An effort to overturn Maryland's unfair malpractice damages "cap" has been scotched by Maryland's highest court. The case involved Richard Semsker, a deceased Rockville attorney whose family was represented in a wrongful death lawsuit by Patrick Malone & Associates. The Maryland Court of Appeals has ruled that the jury's verdict must be reduced to account for the damages ceiling imposed by the state legislature.

An article in the Montgomery County Gazette discusses the decision and quotes the Semskers' attorney, Patrick Malone, who said:

"We had the entire Maryland medical establishment against us. While we have the better of the issue on the moral ground — damage caps are a terrible imposition upon victims of proven malpractice — on the other hand the establishment was against us on that."

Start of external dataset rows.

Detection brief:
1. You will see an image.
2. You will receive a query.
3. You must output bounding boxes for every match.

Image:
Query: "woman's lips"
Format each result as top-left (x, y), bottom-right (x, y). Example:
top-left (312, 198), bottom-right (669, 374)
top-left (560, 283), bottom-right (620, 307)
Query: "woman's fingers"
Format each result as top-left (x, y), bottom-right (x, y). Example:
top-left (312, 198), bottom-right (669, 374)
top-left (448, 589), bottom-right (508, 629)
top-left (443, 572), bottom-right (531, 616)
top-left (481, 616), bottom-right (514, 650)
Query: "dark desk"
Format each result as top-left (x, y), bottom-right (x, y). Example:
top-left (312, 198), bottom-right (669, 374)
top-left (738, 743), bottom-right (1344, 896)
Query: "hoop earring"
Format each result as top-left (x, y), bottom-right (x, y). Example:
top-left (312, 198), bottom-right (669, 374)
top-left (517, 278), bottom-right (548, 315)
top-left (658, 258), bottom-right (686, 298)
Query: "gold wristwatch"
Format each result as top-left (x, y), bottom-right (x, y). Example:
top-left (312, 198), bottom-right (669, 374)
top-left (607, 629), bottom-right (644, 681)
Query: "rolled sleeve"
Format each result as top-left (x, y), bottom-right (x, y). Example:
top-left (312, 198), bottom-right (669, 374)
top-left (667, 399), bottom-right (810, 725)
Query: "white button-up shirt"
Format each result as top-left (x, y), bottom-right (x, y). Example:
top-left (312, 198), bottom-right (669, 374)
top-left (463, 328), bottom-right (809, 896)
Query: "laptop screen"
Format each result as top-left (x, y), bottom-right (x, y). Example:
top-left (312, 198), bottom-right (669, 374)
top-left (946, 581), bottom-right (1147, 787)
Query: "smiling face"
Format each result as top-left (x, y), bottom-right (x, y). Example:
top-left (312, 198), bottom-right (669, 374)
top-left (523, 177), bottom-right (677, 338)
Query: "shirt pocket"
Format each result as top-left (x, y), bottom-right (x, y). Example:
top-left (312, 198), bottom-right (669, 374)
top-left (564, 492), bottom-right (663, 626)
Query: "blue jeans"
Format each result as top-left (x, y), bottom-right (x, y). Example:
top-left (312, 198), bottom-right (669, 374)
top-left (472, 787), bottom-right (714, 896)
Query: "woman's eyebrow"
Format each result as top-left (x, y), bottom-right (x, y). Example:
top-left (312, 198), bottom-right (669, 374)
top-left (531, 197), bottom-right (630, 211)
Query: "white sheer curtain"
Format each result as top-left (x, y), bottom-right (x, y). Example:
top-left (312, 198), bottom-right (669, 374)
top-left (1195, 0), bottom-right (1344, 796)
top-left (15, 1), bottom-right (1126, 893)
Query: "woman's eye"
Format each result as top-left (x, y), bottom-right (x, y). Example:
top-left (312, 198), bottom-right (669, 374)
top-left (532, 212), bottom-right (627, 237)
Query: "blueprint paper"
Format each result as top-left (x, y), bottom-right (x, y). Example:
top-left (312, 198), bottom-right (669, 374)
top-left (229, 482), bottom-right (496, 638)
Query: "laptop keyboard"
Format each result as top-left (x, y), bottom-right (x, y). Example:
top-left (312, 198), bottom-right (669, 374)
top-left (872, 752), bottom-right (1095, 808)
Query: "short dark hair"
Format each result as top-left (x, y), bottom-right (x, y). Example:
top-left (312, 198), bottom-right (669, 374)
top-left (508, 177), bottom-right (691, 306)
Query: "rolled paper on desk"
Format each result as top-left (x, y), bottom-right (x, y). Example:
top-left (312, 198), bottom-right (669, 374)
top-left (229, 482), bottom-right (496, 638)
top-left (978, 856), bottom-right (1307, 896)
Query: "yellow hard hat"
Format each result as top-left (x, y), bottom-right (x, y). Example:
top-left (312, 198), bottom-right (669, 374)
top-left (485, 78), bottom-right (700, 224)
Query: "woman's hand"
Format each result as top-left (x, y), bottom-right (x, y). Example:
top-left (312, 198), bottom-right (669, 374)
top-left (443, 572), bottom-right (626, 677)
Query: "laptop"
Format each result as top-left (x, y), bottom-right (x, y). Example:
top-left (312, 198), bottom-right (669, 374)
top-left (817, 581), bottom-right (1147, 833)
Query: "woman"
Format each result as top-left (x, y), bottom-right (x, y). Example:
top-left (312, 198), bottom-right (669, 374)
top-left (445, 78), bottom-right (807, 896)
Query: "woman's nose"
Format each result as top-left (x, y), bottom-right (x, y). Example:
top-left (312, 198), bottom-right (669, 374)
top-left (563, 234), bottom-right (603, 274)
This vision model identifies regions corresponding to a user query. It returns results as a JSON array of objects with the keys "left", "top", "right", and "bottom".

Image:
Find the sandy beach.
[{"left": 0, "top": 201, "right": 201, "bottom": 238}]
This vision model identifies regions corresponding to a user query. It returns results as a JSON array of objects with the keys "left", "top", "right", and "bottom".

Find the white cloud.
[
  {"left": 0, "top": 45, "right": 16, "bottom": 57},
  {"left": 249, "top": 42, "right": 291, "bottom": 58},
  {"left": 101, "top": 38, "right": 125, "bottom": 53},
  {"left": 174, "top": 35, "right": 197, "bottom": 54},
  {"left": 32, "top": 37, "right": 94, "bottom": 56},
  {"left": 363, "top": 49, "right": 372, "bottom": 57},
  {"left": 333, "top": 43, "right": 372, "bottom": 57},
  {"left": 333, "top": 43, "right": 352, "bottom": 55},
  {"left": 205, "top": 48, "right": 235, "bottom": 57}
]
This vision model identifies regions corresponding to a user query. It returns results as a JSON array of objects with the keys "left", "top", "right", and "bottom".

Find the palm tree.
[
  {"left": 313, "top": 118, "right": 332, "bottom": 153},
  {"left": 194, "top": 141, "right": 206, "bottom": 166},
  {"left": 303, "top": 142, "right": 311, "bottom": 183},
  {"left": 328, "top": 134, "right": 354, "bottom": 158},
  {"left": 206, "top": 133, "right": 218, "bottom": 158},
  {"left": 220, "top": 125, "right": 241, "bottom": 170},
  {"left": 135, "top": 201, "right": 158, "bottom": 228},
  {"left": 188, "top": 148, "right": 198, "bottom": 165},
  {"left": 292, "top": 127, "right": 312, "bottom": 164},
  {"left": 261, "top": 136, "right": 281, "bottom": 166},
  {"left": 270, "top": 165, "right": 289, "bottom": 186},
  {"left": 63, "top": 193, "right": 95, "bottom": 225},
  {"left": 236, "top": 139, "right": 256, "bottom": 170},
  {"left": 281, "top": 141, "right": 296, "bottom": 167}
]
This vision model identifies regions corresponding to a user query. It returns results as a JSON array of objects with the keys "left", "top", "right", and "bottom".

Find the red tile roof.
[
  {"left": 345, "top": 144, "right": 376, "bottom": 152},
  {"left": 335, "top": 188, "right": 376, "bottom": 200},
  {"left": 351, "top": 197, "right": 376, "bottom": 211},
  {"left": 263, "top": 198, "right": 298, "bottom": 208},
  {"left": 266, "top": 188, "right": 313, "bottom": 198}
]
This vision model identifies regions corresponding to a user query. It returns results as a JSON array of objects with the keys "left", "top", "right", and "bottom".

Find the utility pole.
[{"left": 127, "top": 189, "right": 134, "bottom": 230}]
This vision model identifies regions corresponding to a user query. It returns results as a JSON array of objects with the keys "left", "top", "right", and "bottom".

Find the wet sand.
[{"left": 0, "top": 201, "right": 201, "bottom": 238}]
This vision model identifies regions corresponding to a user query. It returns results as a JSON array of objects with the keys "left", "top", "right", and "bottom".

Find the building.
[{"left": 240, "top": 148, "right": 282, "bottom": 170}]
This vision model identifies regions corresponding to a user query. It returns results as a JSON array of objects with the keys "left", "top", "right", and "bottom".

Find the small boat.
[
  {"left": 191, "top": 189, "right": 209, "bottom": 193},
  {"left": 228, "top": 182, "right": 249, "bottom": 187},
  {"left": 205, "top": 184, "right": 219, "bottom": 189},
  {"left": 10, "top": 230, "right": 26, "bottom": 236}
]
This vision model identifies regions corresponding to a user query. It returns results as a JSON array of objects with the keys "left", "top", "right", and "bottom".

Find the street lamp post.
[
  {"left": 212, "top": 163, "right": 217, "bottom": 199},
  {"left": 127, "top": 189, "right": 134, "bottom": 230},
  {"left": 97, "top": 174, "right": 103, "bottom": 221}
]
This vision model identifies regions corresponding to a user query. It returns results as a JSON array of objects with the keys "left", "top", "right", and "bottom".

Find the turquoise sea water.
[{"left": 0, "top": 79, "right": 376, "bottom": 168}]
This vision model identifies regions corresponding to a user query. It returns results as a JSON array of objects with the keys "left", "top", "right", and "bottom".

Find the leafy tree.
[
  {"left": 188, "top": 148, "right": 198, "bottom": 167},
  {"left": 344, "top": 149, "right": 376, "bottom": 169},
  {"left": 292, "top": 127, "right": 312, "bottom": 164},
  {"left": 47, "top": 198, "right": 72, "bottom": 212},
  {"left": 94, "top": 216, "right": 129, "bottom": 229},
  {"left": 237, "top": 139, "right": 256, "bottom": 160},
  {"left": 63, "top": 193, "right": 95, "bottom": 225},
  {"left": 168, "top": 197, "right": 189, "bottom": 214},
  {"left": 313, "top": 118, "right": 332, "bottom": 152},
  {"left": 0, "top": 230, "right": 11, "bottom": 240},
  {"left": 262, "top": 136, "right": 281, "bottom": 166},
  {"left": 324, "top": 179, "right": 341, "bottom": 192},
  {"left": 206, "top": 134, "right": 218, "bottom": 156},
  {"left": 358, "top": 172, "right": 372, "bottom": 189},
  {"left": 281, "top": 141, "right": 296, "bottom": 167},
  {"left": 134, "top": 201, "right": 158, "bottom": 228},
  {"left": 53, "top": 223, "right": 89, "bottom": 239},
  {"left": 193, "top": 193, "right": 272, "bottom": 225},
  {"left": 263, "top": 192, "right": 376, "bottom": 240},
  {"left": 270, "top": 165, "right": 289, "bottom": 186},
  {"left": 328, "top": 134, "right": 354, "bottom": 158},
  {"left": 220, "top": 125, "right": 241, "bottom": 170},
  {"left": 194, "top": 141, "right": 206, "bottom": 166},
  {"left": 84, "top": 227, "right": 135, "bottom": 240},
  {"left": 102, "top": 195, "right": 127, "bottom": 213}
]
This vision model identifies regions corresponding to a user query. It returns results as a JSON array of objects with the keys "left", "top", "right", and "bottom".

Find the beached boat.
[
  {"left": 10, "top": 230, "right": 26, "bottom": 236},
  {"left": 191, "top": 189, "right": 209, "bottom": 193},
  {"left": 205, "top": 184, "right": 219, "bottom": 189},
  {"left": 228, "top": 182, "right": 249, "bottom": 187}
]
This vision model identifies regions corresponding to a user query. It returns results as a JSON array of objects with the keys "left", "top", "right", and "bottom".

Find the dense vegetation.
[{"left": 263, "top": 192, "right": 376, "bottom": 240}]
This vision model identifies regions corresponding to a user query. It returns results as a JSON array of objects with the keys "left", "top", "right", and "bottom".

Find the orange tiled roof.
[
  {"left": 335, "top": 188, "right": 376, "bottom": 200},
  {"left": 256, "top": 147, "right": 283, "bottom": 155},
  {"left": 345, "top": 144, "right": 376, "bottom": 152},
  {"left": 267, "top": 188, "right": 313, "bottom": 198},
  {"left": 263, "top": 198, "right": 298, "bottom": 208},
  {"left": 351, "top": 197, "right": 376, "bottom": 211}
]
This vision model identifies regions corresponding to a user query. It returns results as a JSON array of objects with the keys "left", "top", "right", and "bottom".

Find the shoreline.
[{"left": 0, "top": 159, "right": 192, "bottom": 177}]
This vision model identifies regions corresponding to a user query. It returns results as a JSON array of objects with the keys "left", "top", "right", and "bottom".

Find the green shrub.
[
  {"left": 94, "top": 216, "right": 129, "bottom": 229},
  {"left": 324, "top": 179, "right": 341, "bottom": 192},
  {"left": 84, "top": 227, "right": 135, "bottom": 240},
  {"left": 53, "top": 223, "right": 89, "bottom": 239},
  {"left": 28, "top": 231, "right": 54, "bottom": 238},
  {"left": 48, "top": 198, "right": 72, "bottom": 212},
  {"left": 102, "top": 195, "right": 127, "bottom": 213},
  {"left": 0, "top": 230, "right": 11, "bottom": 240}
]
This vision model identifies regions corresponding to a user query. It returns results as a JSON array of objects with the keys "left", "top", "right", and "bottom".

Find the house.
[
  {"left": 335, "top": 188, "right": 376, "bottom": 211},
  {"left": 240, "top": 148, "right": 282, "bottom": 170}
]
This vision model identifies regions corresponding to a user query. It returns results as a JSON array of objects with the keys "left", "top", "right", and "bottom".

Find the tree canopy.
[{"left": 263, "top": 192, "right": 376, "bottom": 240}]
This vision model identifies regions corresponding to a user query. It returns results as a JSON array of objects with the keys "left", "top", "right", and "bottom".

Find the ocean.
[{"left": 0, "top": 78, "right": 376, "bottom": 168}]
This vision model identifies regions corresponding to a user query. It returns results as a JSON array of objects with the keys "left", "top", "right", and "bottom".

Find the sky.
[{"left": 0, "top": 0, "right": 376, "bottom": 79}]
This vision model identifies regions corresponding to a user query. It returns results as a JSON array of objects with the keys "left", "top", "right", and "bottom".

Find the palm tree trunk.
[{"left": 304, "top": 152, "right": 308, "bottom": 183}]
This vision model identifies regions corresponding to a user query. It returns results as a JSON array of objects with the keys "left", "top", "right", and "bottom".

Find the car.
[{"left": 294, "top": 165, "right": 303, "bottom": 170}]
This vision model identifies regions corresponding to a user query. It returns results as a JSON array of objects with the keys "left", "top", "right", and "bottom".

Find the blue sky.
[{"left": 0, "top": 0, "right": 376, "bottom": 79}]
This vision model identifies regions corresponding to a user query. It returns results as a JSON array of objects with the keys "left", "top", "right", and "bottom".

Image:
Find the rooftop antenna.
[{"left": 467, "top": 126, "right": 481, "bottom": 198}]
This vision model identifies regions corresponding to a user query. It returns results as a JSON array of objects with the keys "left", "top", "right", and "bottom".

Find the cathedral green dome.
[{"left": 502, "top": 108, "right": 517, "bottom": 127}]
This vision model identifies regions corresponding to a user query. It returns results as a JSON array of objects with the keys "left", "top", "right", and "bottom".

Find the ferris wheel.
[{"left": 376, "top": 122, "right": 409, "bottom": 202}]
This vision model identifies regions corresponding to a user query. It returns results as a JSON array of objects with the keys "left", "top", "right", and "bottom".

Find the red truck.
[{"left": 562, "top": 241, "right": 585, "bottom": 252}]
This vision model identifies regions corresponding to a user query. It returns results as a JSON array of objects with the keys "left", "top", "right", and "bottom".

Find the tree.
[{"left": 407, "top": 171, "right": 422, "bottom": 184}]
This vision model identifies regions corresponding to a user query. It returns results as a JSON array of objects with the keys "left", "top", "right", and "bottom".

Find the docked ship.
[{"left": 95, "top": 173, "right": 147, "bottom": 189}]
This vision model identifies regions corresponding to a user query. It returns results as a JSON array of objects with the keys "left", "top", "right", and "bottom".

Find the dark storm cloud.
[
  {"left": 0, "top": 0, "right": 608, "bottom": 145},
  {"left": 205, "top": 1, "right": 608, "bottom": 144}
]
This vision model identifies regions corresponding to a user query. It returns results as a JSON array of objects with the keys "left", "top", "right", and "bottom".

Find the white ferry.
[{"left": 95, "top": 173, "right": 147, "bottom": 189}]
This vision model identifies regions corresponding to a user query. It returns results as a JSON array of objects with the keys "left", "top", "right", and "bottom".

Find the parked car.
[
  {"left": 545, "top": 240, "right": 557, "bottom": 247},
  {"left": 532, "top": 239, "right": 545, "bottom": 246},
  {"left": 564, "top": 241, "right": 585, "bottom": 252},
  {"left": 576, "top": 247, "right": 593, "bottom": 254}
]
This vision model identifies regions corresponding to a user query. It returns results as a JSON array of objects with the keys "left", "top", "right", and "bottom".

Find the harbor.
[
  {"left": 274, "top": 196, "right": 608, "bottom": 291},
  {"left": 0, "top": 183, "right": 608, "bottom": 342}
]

While little understood by the general public, which often responds to vaguely worded public opinion polls by favoring some forms of "tort reform," including damage "caps," these arbitrary limits on damage awards impose a tax on the most severely injured victims of provable malpractice. Victims who have lesser injuries are not affected by the damage caps.

In the Semsker case, for example, no one challenged as unreasonable the jury's decision to pay Mr. Semsker's widow $1 million for loss of the husband to whom she had been married 21 years, and to pay each of his twin teenaged daughters $500,000 for the loss of their father. The jury heard evidence about how close the Semsker family was and how devoted Mr. Semsker was to his daughters and wife. The jury also ruled that the defendants should have to pay $1 million for Mr. Semsker's suffering in the last year of his life, which included multiple surgeries, radiation, and highly toxic chemotherapy -- all to treat a skin cancer that, according to the undisputed testimony, would have been 100% curable if his dermatologists had caught it in time.

But while the jury acted reasonably based on the evidence, the statutory damage cap required a rollback of the verdict for these "non-economic" damages from a total of $3 million to a total of $812,500. That is the "one size fits all" number that the legislature came up with in 2005 as a limit on all non-economic damages in all wrongful death lawsuits for malpractice.

Even worse, the damage cap discriminates against malpractice victims specifically, as compared to victims of other types of injuries. If the same physicians had run over Mr. Semsker with their car, that would have been a non-malpractice case and the damage cap would have been around $1.6 million instead of $812,500.

The Semsker case is also discussed in Mr. Malone's book, The Life You Save: Nine Steps to Finding the Best Medical Care -- and Avoiding the Worst, an excerpt of which can be read here.

The Semskers had persuaded the judge who presided over the trial that the damage cap statute was written in such a way that its language excluded their case from imposition of the cap. But this week, the Court of Appeals reversed that decision and imposed the cap.